Article 6ter prohibited signs
Article 6ter of the Paris convention, of which Australia is a signatory, was established to protect the emblems and armorial signs of its member states. The scope of protection outlined in Article 6ter includes:
- Armorial bearings;
- State emblems; and
- State official signs and hallmarks.
Under Article 6ter, a member state must:
- refuse to register a trade mark that consists of or contains a notified sign as well as any trade mark that has a certain similarity to a notified sign;
- invalidate any registrations for trade marks that consist of or contain notified signs;
- provide effective means to stop unauthorised use of notified signs;
- extend protection to the flags of the member states regardless of whether they have been notified;
- if they intend not to extend protection to a notified sign, communicate such an intention within 12 months of notification;
- make a list of those signs that have been notified available to the public.
Scandalous trade marks
Under Section 42 of the Trade Marks Act 1995, a trade mark application must be rejected if (a) the elements of the trade mark includes scandalous material. However, what constitutes scandalous material is not elaborated in the act. The definition may be too broad or too subjective and thus is usually decided on a case-to-case basis.
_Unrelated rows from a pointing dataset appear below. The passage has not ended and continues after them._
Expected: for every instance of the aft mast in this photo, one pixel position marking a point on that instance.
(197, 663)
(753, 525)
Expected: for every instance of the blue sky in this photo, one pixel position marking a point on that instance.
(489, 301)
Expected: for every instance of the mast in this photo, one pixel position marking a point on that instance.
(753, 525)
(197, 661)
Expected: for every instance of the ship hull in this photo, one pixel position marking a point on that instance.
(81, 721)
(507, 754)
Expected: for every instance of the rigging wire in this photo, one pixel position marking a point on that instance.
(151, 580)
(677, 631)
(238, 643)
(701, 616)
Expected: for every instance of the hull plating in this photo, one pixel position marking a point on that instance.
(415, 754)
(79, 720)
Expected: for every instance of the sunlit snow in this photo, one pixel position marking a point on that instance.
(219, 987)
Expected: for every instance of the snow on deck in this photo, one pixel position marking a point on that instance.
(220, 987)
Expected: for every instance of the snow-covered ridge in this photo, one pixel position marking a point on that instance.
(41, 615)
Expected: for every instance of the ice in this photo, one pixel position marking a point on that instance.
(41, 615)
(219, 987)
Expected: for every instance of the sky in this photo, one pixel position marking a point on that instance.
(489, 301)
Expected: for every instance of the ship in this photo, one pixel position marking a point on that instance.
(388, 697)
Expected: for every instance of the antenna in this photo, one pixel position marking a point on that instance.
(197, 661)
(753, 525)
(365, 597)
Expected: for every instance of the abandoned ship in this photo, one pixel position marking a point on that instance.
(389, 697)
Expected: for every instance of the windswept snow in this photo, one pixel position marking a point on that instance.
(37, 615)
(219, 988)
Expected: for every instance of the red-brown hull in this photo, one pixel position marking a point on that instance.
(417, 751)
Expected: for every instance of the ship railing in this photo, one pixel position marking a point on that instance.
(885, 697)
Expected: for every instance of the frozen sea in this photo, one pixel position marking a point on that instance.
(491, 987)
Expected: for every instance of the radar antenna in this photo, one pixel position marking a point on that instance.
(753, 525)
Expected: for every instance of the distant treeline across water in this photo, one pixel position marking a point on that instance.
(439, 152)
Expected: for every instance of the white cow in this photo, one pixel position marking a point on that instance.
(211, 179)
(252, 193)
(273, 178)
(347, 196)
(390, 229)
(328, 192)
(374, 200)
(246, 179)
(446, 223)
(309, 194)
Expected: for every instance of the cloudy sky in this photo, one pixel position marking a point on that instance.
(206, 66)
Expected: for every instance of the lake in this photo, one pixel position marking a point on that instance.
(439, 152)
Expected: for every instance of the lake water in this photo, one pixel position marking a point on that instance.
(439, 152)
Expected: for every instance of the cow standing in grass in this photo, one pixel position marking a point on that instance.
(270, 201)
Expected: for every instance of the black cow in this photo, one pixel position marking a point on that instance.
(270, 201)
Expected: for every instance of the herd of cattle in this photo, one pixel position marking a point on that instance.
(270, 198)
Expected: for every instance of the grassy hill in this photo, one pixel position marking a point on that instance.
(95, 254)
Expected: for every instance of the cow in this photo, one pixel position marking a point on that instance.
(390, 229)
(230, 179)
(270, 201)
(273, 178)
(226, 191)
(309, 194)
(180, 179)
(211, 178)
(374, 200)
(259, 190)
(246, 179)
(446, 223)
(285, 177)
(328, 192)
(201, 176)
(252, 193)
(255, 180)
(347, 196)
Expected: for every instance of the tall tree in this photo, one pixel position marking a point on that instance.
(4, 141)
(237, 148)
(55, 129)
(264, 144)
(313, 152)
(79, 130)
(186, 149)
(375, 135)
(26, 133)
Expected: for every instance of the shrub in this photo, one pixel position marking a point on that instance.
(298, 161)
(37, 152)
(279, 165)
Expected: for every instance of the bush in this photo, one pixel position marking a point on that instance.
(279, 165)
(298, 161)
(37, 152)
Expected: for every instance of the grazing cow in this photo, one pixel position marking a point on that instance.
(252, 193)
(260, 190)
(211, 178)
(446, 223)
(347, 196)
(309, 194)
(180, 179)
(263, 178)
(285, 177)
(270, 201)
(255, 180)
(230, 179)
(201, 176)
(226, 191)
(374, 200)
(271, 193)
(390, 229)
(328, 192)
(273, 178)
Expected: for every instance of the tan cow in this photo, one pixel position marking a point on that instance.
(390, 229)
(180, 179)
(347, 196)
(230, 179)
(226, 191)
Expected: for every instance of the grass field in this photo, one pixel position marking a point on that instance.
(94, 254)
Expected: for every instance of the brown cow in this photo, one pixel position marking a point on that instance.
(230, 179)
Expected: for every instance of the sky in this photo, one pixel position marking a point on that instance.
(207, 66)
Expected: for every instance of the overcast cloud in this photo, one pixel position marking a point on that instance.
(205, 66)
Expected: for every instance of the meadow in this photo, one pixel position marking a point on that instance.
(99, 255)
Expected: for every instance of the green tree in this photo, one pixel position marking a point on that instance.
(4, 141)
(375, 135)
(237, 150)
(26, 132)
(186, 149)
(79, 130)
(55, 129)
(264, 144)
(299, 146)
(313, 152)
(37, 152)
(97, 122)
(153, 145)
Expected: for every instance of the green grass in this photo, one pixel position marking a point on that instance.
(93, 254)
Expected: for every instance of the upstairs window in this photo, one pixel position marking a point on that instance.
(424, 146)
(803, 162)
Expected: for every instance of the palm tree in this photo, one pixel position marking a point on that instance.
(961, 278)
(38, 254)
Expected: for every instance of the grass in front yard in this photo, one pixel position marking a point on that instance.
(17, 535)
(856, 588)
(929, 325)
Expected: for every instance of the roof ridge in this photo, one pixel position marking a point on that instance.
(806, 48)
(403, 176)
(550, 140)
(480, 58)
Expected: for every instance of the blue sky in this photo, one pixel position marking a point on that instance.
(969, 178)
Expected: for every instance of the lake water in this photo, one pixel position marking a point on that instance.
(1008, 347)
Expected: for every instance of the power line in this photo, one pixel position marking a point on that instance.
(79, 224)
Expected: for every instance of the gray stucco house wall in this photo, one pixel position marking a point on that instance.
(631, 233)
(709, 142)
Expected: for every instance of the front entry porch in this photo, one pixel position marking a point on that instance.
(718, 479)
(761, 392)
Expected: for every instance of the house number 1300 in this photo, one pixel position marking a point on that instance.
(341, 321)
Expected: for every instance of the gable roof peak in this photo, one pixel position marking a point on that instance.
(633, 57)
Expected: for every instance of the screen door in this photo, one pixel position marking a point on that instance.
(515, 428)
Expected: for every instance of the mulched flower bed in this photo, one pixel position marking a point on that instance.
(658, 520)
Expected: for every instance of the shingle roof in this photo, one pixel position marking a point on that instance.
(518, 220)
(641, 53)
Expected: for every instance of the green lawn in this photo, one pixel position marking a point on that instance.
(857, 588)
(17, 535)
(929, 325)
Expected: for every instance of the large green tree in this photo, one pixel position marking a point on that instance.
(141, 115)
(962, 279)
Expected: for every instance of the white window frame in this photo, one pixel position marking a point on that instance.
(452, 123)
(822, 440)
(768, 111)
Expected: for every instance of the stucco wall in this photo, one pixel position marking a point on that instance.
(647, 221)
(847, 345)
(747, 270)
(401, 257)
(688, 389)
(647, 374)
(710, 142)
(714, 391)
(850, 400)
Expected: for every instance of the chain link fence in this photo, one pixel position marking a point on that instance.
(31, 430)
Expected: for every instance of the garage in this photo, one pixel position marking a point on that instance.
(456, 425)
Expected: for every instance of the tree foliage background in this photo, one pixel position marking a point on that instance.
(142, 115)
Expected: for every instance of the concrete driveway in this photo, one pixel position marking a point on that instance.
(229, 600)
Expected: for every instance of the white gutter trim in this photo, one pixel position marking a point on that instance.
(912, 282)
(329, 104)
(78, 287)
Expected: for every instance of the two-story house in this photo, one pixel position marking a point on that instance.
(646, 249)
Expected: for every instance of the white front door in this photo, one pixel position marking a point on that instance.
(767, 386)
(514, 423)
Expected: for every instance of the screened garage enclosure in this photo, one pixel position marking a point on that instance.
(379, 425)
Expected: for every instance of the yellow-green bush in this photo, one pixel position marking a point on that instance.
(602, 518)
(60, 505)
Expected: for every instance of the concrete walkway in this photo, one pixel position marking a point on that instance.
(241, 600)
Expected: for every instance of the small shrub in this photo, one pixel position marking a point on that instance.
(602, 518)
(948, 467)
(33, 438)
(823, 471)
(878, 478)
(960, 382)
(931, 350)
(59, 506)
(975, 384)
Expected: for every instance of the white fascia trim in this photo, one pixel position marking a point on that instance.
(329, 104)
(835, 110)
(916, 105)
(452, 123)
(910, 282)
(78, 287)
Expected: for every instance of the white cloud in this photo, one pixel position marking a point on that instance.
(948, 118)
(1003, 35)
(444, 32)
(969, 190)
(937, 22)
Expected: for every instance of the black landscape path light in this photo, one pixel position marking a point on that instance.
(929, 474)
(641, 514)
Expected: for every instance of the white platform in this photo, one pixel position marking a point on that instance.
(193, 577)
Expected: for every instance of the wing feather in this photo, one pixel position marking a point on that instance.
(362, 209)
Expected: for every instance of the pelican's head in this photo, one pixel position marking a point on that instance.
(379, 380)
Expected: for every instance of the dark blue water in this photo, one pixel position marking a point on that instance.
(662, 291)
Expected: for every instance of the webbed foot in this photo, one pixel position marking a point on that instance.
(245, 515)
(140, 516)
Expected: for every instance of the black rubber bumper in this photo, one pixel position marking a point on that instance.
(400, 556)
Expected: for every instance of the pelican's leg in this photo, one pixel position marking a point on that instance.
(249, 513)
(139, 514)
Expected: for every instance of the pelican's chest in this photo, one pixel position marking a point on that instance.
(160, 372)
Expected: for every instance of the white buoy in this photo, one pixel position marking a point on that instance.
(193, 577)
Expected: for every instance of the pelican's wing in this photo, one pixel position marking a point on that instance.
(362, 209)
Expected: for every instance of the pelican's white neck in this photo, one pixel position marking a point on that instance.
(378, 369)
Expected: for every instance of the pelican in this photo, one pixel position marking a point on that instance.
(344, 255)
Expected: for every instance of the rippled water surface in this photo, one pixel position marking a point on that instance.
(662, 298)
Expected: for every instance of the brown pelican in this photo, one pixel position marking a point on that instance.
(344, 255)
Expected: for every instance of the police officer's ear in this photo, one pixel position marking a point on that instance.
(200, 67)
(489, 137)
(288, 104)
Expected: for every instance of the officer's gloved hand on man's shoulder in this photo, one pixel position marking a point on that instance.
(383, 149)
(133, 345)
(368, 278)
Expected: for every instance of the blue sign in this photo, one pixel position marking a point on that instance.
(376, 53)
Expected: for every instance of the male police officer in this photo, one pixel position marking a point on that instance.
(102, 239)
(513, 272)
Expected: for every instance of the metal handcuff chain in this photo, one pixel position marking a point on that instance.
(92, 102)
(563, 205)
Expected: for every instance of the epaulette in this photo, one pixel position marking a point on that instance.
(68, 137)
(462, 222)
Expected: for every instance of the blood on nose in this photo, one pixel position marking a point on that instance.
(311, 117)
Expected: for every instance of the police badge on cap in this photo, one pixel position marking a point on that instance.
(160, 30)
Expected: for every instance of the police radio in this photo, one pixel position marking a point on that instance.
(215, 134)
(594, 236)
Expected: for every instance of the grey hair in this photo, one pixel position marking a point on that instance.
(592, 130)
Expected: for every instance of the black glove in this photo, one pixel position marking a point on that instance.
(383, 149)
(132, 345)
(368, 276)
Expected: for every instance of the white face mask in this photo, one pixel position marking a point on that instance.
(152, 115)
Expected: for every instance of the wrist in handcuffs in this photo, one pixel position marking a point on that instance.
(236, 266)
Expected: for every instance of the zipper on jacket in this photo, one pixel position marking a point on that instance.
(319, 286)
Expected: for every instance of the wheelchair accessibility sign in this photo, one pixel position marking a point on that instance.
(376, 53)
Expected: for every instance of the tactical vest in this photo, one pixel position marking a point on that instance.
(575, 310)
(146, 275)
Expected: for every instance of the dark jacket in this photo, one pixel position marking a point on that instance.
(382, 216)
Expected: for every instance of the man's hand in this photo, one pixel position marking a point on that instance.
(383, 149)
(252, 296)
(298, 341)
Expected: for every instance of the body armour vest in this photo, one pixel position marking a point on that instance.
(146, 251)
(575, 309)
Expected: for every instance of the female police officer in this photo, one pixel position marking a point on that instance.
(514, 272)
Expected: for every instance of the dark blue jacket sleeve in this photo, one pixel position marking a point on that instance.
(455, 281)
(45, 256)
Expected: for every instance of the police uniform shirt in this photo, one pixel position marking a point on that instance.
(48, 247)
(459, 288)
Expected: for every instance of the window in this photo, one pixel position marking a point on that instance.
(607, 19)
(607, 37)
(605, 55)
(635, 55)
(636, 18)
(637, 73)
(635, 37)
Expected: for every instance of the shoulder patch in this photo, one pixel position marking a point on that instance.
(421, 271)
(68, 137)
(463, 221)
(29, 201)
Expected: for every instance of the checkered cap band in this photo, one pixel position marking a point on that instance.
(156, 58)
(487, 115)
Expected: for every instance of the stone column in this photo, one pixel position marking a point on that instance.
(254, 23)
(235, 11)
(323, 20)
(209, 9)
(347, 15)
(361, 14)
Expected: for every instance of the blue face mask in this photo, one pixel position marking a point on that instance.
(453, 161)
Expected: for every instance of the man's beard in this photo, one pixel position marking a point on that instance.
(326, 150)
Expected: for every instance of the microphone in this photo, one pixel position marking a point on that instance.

In general, trade marks that are considered scandalous are those that include profanity, religious iconography and connotation, overt sexual content or innuendo and racial slurs, as well as those that incite violence and terrorism and promote criminal activity.
However, several previous rulings in the Australian courts (such as in the case of POMMIEBASHER, which the examiner deemed to be a colloquialism rather than an invective), seem to indicate that scandalous trade marks is different from trade marks that are in poor taste.